Zacks Rank & Other Stocks to Consider

CRISPR Therapeutics currently carries a Zacks Rank #2 (Buy). Some other better-ranked stocks in the overall healthcare sector include Acadia Pharmaceuticals (ACAD - Free Report) and Alkermes (ALKS - Free Report) , also carrying a Zacks Rank #2. You can see the complete list of today’s Zacks #1 Rank (Strong Buy) stocks here.

In the past 30 days, estimates for Acadia’s 2023 loss per share have narrowed from 41 cents to 37 cents. During the same period, the earnings estimates per share for 2024 have risen from 60 cents to 68 cents. Shares of ACAD are up 51.2% in the year-to-date period.

Earnings of Acadia beat estimates in two of the last four quarters while missing the mark on the other two occasions, witnessing an average earnings surprise of 20.33%. In the last reported quarter, Acadia’s earnings beat estimates by 108.33%.

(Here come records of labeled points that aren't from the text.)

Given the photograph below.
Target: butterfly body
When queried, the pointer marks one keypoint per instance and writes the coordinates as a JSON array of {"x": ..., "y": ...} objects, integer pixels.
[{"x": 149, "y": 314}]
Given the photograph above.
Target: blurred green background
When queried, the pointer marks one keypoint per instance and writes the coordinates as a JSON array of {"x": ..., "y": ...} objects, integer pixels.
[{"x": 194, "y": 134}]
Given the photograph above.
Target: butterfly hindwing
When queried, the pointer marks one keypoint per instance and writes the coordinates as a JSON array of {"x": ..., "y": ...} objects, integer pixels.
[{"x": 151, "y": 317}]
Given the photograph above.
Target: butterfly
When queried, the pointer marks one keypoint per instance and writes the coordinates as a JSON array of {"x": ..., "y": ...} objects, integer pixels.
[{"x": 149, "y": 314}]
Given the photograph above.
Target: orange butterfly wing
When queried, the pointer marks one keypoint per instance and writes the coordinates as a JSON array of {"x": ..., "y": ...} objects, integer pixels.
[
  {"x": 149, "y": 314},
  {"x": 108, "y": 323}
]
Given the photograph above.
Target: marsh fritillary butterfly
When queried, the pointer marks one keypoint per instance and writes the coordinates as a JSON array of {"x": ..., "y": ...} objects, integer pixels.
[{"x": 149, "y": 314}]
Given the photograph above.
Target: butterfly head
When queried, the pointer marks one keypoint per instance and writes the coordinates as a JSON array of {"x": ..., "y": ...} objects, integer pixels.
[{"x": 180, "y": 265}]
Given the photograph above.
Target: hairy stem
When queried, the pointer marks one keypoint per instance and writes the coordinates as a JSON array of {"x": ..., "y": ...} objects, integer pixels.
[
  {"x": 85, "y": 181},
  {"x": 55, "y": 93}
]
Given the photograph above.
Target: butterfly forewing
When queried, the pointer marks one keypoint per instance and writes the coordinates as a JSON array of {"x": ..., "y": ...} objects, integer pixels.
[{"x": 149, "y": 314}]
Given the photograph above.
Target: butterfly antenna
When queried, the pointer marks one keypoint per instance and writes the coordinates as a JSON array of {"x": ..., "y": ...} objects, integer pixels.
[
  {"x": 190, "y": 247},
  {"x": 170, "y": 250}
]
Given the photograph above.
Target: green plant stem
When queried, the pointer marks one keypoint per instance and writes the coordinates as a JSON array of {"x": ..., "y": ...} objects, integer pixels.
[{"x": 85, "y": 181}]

In the past 30 days, the estimate for Alkermes’ 2023 and 2024 EPS have increased from $1.61 to $1.63 and $1.93 to $2.14, respectively. Shares of ALKS are down 5.1% in the year-to-date period.

Earnings of Alkermes beat estimates in each of the last four quarters, witnessing an average earnings surprise of 93.34%. Alkermes’ earnings beat estimates by 45.45%.